What should we make of House Speaker Paul Ryan’s speech Wednesday? Ryan, who has spent his career positioning himself as the Republican Party’s ideas leader, devoted most of his remarks not to policy but to politics.

In a poignant moment, Ryan said something you don’t hear often from politicians – “I was wrong” – when he apologized for having rhetorically split the nation into “makers” and “takers,” adding: “I shouldn’t castigate a large group of Americans to make a point.”

Such comments suggest admirable integrity and a capacity for growth. But Ryan has been stymied by the same anti-government Republicans who undermined his predecessor, John Boehner. The House is about to leave for recess with no apparent progress on meeting an April 15 deadline for approving a federal budget.

The vision Ryan sketched Wednesday was nonetheless uplifting.
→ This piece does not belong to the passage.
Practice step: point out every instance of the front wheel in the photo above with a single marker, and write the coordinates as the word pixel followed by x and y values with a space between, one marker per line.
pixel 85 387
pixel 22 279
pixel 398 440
In a “confident America,” he said, “we don’t lock ourselves in an echo chamber, where we take comfort in the dogmas and opinions we already hold.”

Yet Ryan leads a party that’s trapped in precisely the kind of ideological lockdown he describes. A telling example: Republicans broke longstanding tradition and barred the White House budget director from testifying on the administration’s annual budget request.

With extremists in his party, including Ted Cruz, massed on one front, and Donald Trump poised on another, Ryan is on perilous ground. Yet he seemed confident of finding a way out. “Instead of playing the identity politics of ‘our base’ and ‘their base,’ we unite people around ideas and principles,” he said.

This is a statement of politics in the ideal, and it’s a good destination for Ryan to keep in mind. But he and his troops have little likelihood of reaching it until their party takes a sharp turn away from dogma toward moderation.